Theater review, 'The Last Five Years' at Northlight Theatre 'Last Five
Years' gives romantic tale unique spin

By Richard Christiansen
 
 

Exhilaration, so intense that it brings tears of joy, is at hand in the
premiere of "The Last Five Years" at Northlight Theatre.
 

This two-person, 80-minute musical, bursting with newfound talent, is a
triumph for everyone involved: for Northlight, in getting first crack at it
and giving it a classy production; for its two luminous principals, Lauren
Kennedy and Norbert Leo Butz, who sing it to the heavens; for director Daisy
Prince, who has staged it with a sensitivity and imagination that increases
its already potent emotion; and for composer Jason Robert Brown, who wrote
it out of his own life and who has created for it a constant stream of
extraordinary, jubilant theater music.
 

His story, all in song, tells of the five-year rise and fall of the love
between Jamie and Kathy, an ambitious Jewish writer and an aspiring Irish
actress who meet, fall deeply in love, marry, grow apart and separate. His
career booms, hers is never to be so grand. His faith turns to infidelity,
her devotion becomes frustration.
 

Reminiscent in some respects of such stories as "A Star Is Born" and
"Merrily We Roll Along," Brown's semi-autobiographical tale is nonetheless
unique in the way it unfolds.
 

Kathy begins her story at the sad end of the marriage; Jamie starts his
account at the happy beginning.
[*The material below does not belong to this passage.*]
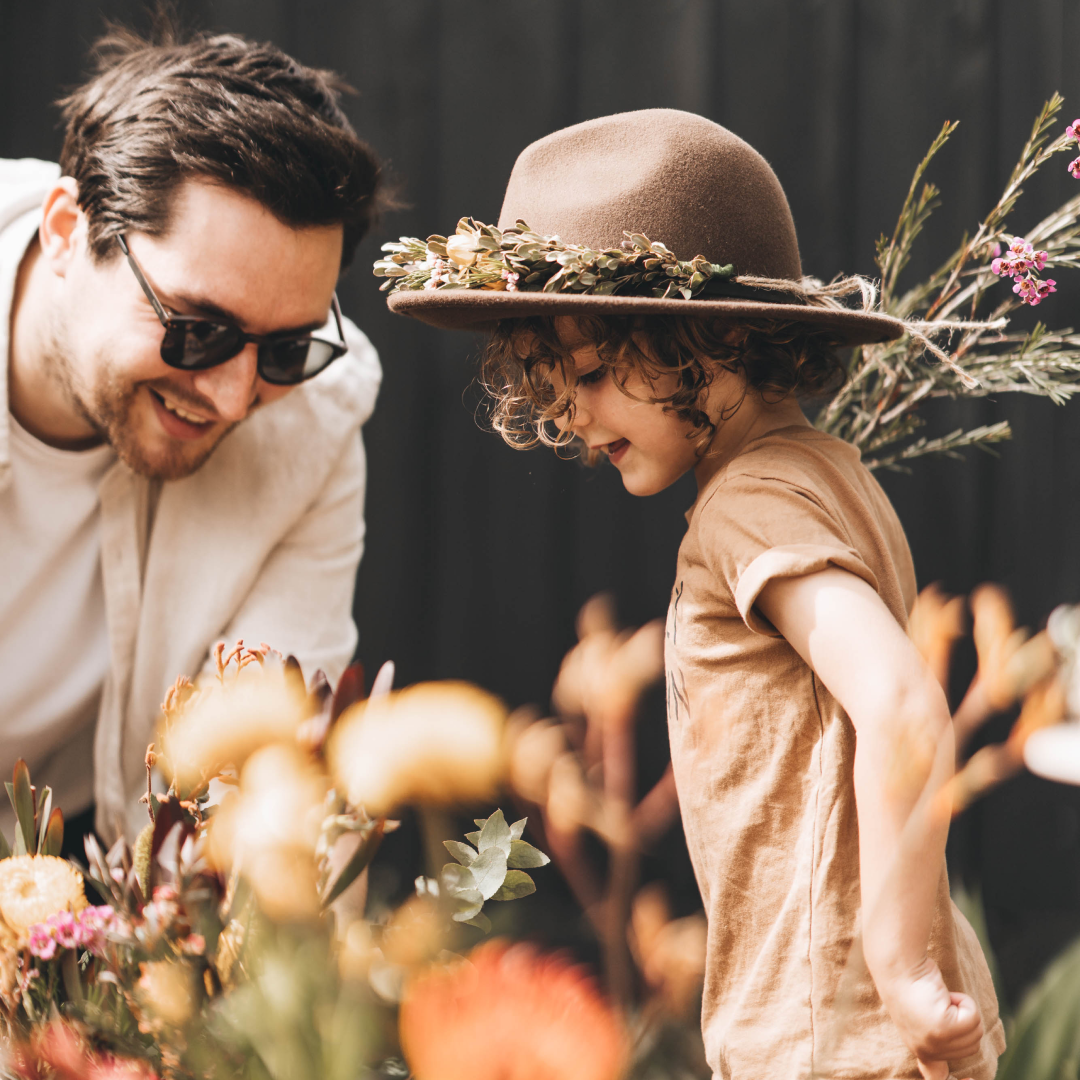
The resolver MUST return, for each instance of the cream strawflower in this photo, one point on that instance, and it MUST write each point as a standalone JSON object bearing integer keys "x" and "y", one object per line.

Occasionally interacting with each other,
but always singing solo, they work their way toward the middle of the show,
which is their wedding, and there, for the first time, they sing a duet, a
heartbreaking hymn of trust and commitment.
 

After that turning point, Jamie moves in his solos toward the end of the
affair and Kathy journeys toward the beginning, until at the final moment,
in a brilliant, fleeting stage image, they cross paths for the last time.
 

With the use of a turntable, the musical is played out in seamlessly joined
scenes against designer Beowulf Boritt's background of a fractured circle
decorated with wedding ceremony seating and floral arrangements. Behind a
curtain on the right, Brown, at the piano, leads his orchestra of guitar,
violin, bass and two cellos.
 

The piano-playing is the musical's strong pulse, a force unto itself in
propelling the action and the acting. Butz as Jamie and Kennedy as Kathy
respond to it with all-out dynamism, weaving together the big climaxes and
the gentle diminuendos of the score. Lyric ballads, jazzy patter bits, grand
arias and even a lovely little Jewish folk tale, sung at Christmas, are
unspooled in an effortless flow of music.
 

Stunning as individual numbers, the songs also are strengthened as connected
companion pieces. The show begins, for example, with Kathy reading Jamie's
farewell note, and it ends with Jamie writing the note. Her final refrain is
"Goodbye, until tomorrow." His is simply, "Goodbye."
 

There may be some flaws. Butz's Jamie, fairly seething with the actor's
expressive voice and marvelous body language, is forever captivating, even
when he's most unsympathetic. But Kathy's part, for all of Kennedy's big
moments, is a little underwritten, and the segments dealing with her casting
auditions as an actress lean perilously toward the cute.
 

But no matter. "The Last Five Years " is exciting, innovative and altogether
inspiring.
 

You better go see it. I will not leave you alone until you do.